Kelly McBride, a faculty member at the Poynter Institute, wrote about the ethics of the situation, noting that Testa reached out to the people whose tweets she quoted in the story, a step further than many other members of the media might go before embedding a public tweet or Facebook update.

Did Testa act ethically in publishing these tweets? It’s complicated. Scott Klein, a ProPublica editor, said at a forum at the Tow Center in New York City last year that “no one should ever be surprised to be in the newspaper.” That same standard should be applied to digital-only outlets as well, particularly those that are popular within a given community or that have huge audiences.

The entire episode and the reaction to it captures a dynamic that is profoundly complicated but far from new. There’s just a lot more people online now, using social networks, updating them using powerful, video-capable smartphones. Four years ago, I wondered about when we are the media, how it changes us or society.

More cogently, Microsoft researcher danah boyd anticipated many of these issues in a talk on privacy and publicity in the age of big data back in 2010. As she noted then, “people regularly go out of their way to ignore others, to give them privacy in a public setting.”

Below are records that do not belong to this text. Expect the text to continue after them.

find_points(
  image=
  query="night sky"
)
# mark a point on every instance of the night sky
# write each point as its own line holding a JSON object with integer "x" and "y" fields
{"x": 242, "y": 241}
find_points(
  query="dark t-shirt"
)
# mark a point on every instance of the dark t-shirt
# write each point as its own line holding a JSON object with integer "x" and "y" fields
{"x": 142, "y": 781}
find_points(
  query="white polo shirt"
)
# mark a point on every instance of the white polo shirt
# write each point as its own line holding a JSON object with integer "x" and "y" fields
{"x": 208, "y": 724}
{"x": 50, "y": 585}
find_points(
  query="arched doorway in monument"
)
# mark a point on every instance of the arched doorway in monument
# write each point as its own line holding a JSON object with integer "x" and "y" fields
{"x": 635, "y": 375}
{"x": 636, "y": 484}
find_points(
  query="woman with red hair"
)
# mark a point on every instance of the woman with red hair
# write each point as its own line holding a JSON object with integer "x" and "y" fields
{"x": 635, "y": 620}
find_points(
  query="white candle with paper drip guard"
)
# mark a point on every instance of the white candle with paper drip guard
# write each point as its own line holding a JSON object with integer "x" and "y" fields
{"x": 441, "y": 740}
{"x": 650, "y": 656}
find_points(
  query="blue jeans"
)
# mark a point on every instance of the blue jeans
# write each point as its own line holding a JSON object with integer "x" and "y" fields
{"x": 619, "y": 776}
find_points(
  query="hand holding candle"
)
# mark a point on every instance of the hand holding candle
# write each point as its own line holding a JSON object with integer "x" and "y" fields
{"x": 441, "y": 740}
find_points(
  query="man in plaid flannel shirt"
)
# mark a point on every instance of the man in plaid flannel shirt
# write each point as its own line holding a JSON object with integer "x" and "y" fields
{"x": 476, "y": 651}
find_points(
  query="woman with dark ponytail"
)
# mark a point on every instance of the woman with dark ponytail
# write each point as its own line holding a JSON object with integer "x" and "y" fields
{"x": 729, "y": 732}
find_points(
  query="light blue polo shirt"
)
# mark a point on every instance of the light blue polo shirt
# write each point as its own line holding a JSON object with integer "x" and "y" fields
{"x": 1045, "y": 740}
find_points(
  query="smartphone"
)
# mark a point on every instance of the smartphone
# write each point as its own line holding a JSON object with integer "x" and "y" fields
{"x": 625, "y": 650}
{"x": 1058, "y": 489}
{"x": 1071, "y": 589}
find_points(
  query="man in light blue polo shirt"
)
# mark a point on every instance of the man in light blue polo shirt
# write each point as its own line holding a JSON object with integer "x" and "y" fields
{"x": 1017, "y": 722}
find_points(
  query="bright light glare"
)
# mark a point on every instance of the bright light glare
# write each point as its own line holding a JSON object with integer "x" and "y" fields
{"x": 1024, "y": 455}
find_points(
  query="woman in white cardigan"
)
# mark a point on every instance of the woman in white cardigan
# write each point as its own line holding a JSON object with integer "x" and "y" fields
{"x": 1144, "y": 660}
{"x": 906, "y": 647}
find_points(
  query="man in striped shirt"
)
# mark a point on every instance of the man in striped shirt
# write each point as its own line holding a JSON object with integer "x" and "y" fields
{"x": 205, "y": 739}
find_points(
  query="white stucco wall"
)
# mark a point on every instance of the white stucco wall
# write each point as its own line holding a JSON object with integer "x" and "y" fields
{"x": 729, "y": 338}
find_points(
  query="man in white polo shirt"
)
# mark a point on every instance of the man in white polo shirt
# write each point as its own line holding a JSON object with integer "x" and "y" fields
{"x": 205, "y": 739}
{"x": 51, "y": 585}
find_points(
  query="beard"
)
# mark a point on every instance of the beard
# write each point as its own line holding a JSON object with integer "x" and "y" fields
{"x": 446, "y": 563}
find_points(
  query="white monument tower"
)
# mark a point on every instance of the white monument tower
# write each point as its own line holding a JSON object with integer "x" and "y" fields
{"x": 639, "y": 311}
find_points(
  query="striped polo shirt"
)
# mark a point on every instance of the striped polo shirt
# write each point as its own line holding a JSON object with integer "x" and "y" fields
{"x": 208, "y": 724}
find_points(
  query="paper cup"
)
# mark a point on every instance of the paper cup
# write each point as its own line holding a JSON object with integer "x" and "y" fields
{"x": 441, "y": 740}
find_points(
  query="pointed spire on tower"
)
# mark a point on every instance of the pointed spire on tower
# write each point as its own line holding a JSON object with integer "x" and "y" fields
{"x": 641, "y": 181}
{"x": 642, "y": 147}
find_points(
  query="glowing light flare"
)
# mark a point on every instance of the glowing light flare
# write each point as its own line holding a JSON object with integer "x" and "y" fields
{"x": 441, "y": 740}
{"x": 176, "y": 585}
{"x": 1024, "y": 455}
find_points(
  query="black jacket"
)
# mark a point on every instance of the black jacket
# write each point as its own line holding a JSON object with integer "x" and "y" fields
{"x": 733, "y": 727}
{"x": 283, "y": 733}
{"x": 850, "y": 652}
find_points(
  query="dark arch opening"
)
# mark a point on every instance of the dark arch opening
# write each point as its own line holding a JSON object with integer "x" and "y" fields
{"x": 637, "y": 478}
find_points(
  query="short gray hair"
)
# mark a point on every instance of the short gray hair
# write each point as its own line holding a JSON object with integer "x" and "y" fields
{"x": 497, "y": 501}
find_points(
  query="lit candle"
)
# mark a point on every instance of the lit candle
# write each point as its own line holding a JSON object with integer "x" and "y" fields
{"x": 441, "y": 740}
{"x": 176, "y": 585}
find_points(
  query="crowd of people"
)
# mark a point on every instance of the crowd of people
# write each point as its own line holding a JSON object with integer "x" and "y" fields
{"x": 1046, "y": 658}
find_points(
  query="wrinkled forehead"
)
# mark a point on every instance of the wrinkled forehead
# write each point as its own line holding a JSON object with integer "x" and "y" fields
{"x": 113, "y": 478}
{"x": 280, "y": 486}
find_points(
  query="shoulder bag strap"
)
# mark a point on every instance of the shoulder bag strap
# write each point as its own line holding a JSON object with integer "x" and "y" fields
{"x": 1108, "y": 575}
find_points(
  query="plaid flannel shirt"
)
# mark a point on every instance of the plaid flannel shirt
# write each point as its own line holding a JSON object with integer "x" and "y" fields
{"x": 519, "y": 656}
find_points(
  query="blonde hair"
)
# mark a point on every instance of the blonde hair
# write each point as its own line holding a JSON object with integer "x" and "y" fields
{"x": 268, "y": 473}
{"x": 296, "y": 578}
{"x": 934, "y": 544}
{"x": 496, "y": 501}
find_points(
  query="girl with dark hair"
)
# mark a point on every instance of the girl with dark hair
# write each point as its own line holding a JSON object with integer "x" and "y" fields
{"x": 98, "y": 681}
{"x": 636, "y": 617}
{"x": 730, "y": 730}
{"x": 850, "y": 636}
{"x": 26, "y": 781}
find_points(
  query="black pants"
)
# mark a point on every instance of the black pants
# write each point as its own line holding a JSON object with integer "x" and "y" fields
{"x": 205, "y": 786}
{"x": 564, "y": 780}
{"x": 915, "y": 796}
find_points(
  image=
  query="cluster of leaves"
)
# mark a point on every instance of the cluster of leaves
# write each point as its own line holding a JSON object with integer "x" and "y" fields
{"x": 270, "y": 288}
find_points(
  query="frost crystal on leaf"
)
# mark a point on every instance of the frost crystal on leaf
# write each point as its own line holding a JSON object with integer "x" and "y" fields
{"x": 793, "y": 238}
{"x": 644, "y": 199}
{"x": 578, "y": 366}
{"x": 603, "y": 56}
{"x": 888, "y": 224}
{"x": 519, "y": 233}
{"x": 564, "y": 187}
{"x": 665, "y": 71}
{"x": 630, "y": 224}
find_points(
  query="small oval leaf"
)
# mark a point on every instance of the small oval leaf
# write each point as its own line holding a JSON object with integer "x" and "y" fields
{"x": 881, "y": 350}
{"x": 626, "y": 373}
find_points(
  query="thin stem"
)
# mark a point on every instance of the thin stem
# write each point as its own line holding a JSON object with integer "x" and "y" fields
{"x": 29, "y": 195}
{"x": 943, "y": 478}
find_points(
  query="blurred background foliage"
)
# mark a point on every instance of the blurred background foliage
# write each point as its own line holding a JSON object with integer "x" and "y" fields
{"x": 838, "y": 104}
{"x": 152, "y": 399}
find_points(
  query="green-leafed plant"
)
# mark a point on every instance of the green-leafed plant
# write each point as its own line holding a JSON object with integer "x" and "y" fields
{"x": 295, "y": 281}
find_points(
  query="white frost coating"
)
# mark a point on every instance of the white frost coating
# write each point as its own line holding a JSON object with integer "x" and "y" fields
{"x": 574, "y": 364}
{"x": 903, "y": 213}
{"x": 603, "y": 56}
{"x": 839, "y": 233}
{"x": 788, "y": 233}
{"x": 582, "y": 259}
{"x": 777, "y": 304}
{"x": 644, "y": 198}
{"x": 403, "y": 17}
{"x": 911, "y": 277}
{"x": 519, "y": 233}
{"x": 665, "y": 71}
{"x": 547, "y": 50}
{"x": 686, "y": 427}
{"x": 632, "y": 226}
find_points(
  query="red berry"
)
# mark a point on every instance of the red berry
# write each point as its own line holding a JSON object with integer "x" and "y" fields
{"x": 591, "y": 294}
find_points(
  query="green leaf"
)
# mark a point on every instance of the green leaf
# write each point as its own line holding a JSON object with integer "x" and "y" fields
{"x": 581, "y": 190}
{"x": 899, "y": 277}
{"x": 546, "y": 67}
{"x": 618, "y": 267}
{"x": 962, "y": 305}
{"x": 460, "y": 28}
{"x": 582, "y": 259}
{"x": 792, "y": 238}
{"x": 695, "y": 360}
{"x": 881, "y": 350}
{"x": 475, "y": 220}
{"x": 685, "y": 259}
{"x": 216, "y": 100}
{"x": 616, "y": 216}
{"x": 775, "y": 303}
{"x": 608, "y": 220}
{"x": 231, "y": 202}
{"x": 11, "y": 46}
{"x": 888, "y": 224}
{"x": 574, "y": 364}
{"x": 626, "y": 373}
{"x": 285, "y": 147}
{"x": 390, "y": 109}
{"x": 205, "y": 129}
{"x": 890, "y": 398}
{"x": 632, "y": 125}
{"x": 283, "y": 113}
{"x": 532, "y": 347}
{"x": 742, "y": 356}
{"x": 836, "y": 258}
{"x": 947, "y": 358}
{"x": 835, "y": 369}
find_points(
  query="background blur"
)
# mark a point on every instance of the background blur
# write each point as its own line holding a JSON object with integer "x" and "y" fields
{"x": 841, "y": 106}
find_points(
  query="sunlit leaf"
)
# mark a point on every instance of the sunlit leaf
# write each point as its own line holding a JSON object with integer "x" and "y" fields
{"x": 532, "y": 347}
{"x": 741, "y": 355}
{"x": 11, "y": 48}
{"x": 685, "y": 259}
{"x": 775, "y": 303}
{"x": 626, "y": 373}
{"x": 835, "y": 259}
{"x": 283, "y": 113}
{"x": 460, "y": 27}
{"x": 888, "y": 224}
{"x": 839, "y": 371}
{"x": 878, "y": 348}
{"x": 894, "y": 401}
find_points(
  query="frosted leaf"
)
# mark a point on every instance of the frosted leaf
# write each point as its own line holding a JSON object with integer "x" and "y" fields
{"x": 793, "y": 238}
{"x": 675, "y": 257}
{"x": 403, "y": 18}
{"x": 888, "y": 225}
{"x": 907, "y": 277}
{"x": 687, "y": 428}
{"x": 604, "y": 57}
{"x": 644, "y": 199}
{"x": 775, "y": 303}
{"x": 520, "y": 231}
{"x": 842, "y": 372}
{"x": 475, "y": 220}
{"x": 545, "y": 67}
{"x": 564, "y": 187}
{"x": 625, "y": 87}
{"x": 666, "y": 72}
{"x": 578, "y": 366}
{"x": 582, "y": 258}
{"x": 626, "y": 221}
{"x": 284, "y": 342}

As Hamilton Nolan correctly noted at Gawker, all tweets are public, except those posted to protected accounts.

The trouble is that not everyone thinks of their tweets that way. “Privacy by obscurity” still exists and persists, even on a platform that is profoundly public. Offline, people also may view a public conversation in a park, a cafe, or a train as semi-private. This is true of Facebook as well. For years, I would show audiences at panels or conferences a search for “hungover” on the public Facebook Timeline on a Monday morning as suggestive evidence that people’s perception of the forum was not public.

“When you take content produced explicitly or implicitly out of its context, you’re violating social norms,” said boyd. As she asked, “just because we can rupture obscurity, should we? Just because we can publicize content, should we?”

If you publish conversations from those networks without notice or consent, expect participants to be upset. Just because tweets are public doesn’t mean journalists with a huge platform should automatically amplify them, particularly if doing so doesn’t serve a newsworthy purpose or serve the public interest–and if the updates touch upon a sensitive subject, as these did.

Given the democratization of recording and publishing, these kinds of ethical decisions are no longer just in the hands of reporters and editors. It’s contingent upon all of us to stop and think about whether we should record someone else’s experience, particularly if they are in extremis. As I move through the physical world and share what I see or experience with hundreds of thousands of people, I’m trying to keep that in mind.

The Golden Rule still applies, albeit in a different context: document and share the lives of others as you yourself would want to be documented, with an eye on the potential harm that could come to them or those they care about should a tweet or video come to the attention of millions of others.